Ver de perto um ninho de gavião-real (Harpia harpyja) é privilégio para poucos na natureza. Sem predadores naturais, a maior águia caçadora das Américas faz seus ninhos no topo de árvores muito altas e de copas isoladas – o que dificulta qualquer aproximação.

Créditos imagem..:: Arquivo Fundação Neotrópica do Brasil

Contornando essas barreiras, a pesquisadora Marja Milano, que participa de um estudo sobre a ave, é uma das poucas privilegiadas a conseguir aproximar-se de um ninho da espécie. Ela integra um projeto da Fundação Neotrópica do Brasil, com apoio da Fundação Grupo Boticário de Proteção à Natureza, para mapeamento de ninhos de gavião-real com o objetivo de compreender melhor sua biologia e os desafios de sua conservação. 
Para a pesquisadora, um desses desafios é a necessidade de grandes extensões de floresta preservada para que a espécie possa viver, em um país com altos índices de desmatamento. “A harpia alimenta-se de animais de médio porte, a exemplo de macacos, tamanduás-mirins e quatis. Esses mamíferos não ocorrem na abundância necessária para garantir a alimentação das harpias em ambientes muito fragmentados e desmatados, por isso a ave necessita de áreas conservadas para sua alimentação”, explica. 
Incialmente encontrada na Amazônia, Cerrado, Mata Atlântica e Pantanal, a espécie hoje possui dificuldade para encontrar habitat nos quais possa se alimentar e criar seus filhotes com segurança. Quando encontra um local seguro para a nidificação, uma característica curiosa da espécie é reutilizar os mesmos ninhos em diferentes ciclos reprodutivos ao longo da vida: monitoramentos no Brasil indicam que um casal pode voltar ao mesmo ninho por cerca de 30 anos.

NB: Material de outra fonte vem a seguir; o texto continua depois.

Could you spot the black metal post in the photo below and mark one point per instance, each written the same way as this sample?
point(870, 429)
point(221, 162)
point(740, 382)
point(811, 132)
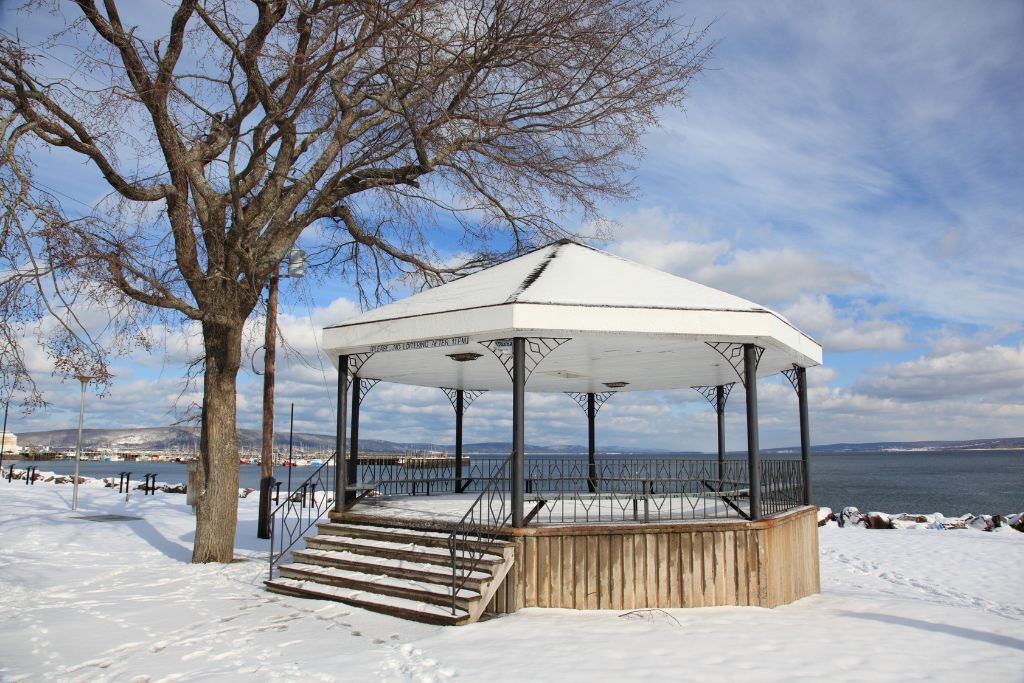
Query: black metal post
point(460, 409)
point(720, 409)
point(3, 433)
point(591, 442)
point(805, 432)
point(340, 469)
point(518, 427)
point(353, 441)
point(753, 454)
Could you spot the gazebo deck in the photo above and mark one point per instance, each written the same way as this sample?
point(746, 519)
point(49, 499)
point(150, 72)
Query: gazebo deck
point(625, 564)
point(444, 511)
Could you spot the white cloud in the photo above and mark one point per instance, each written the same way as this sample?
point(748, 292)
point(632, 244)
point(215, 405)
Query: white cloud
point(816, 315)
point(995, 372)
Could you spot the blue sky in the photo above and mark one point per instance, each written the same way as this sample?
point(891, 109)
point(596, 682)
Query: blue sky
point(855, 166)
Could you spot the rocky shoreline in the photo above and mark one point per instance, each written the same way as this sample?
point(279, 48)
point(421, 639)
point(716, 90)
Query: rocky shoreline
point(108, 482)
point(852, 517)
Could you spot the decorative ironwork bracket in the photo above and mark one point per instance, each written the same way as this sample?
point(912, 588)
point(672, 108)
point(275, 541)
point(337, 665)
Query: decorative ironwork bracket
point(356, 360)
point(468, 396)
point(711, 393)
point(792, 376)
point(538, 348)
point(599, 399)
point(366, 385)
point(733, 354)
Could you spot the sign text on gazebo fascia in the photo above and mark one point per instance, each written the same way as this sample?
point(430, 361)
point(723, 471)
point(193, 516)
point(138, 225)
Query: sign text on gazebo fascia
point(423, 343)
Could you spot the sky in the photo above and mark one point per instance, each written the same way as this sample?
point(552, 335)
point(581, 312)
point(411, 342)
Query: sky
point(856, 167)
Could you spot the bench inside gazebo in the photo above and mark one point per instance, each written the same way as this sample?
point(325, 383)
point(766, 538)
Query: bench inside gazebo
point(446, 538)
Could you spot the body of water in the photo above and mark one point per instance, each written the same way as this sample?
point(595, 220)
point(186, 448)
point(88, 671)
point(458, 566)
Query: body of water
point(949, 481)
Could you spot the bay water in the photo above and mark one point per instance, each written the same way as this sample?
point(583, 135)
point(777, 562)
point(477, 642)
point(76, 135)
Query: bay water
point(952, 482)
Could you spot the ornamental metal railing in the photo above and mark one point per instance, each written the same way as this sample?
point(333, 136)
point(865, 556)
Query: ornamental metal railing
point(642, 489)
point(303, 506)
point(781, 485)
point(479, 528)
point(624, 488)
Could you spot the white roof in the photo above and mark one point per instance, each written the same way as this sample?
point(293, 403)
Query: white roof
point(625, 323)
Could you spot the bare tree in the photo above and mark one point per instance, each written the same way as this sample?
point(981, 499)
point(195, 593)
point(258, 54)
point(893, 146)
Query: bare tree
point(226, 132)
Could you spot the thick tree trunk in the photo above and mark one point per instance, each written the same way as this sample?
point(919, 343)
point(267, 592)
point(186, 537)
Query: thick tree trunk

A partir desse padrão de comportamento, os pesquisadores pretendem compreender melhor a biologia e a vida da ave a partir da análise e acompanhamento de ninhos pré-selecionados. O local escolhido para esse monitoramento fica próximo ao Parque Nacional da Serra da Bodoquena, no Mato Grosso do Sul, onde está localizada a maior área de floresta desse estado e onde foi registrado o ninho de harpia mais ao sul do país.
Além de buscar novos locais de nidificação e monitorar os filhotes em desenvolvimento, os pesquisadores também pretendem anilhar um deles para acompanhá-lo até sua fase adulta. Assim, poderão identificar a área de vida da ave, seu padrão de dispersão, bem com o a intensidade de uso das áreas em que ocorre. 
Os dados identificados irão auxiliar em tomadas de decisões conservacionistas, guiando, por exemplo, a forma de manejo de áreas de entorno de pontos de nidificação. Uma das aves mais desejadas no turismo de observação de aves, o gavião-real (Harpia harpyja) é classificado pela União Internacional para a Conservação da Natureza (UICN) como vulnerável à extinção.